Arthur had spent months in a coma at the hospital in Bangor, Maine. He was later transferred to Brattleboro Memorial Hospital where spent more months. At some point after he was discharged, father and son moved to California. Paul remarried in 1970. He died in 2005 and is buried at Forest Lawn Memorial Park in Glendale, California. There is still a headstone for him at the family plot in Brattleboro.

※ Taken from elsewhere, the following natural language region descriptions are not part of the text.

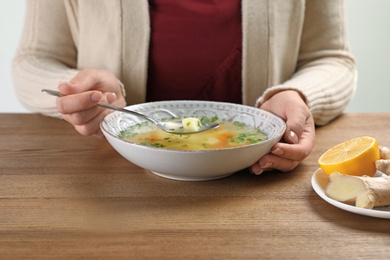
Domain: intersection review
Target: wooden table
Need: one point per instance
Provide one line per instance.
(63, 195)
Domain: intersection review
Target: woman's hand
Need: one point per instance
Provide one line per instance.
(297, 141)
(81, 95)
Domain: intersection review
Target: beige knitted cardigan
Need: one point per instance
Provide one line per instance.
(287, 44)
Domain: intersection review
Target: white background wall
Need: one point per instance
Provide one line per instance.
(369, 31)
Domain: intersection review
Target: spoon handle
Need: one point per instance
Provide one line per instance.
(105, 105)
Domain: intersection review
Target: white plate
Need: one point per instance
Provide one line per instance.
(320, 180)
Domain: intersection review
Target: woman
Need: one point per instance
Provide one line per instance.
(288, 57)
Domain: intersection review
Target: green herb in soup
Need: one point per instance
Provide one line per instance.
(227, 135)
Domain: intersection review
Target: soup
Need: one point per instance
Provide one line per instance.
(227, 135)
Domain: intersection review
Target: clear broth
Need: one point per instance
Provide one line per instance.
(227, 135)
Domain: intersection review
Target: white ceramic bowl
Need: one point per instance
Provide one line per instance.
(194, 165)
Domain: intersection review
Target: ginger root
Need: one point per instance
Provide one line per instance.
(384, 152)
(383, 164)
(364, 191)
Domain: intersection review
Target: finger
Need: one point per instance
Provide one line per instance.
(78, 102)
(92, 127)
(295, 152)
(83, 117)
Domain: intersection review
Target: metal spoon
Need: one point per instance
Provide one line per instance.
(172, 127)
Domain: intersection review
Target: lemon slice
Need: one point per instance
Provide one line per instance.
(353, 157)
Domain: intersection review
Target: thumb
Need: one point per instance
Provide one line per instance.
(295, 126)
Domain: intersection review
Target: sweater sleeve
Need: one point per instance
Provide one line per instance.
(45, 57)
(326, 71)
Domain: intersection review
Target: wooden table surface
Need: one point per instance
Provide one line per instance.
(66, 196)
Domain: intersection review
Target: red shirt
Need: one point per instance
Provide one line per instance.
(195, 50)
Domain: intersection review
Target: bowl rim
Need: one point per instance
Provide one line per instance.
(104, 130)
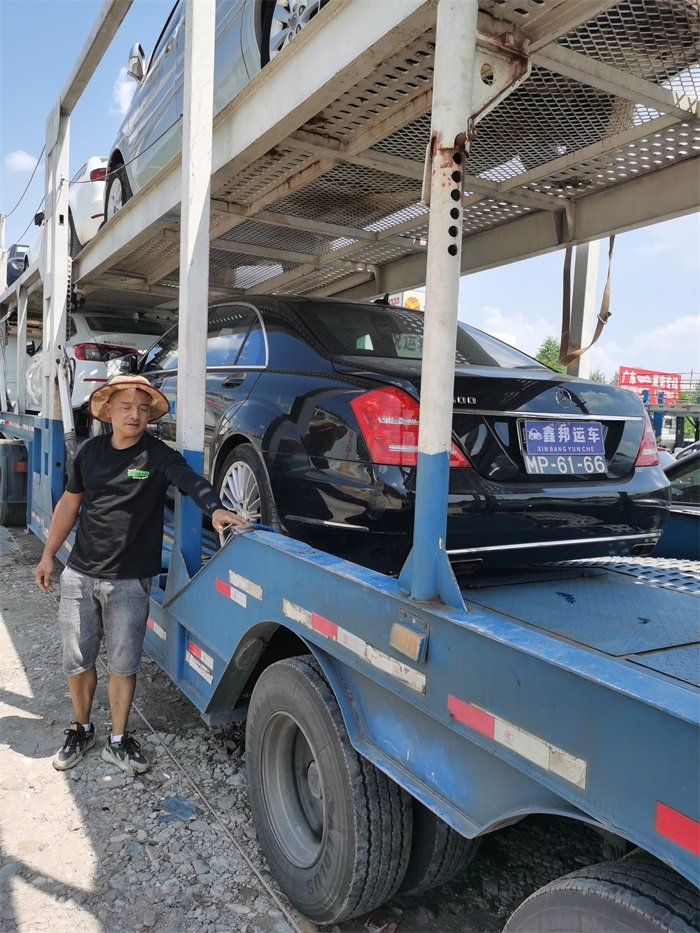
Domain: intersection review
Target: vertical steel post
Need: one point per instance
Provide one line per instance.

Perhaps someone in Brattleboro is still in contact with the 67-year-old Arthur. Or, perhaps Arthur has left this painful part of his life behind. Perhaps the permanent injuries shortened his life. The name “Arthur Wong” in California is too common to easily find him. If he reads this story, I hope he understands that he would again receive a warm welcome in Brattleboro. He could visit the family gravesite, his childhood home, and his first grade classroom.
* * *

I collected this information mostly from the Brattleboro Reformer on microfilm using the finding aids at Brooks Memorial Library and also “The History of Belfast Maine in the 20th Century.” This version of story should be treated as a first draft with some likely errors. I intend to flesh it out and clean it up at some point. Today, July 19, 2018 is the 60th anniversary of this nearly-forgotten, very memorable story, so it seems appropriate to share a first draft.

Dan Axtell
Westminster, Vermont
dan@danaxtell.com

Comments | 2

  • What a story

    Great job. I know the fun and frustration of finding all the historical details of something that is curious. You’ve pieced a lot together.

    It’s a pretty sad story. The thrill of making it to Brattleboro, in America, is a dream come true, but the loss of wife and children is a nightmare.

    Since this is a draft, a couple of clarifying questions:
    – when was Arthur born?
    – where was Emerson born?

    I’m happy to know the reason why the gravestone faces south. : )

    Some 1956 Disneyland details for ya: the Skyway opens, fireworks debut, D ticket introduced, Tom Sawyer Island, AstroJets, Storybook Lan boats, Fantasyland train station, and Autopia open.

    Also, as for tracking down an Arthur Wong somewhere in California – are there any leads in Glendale? Was there an obituary mentioning “survived by” or any other clues to possible leads?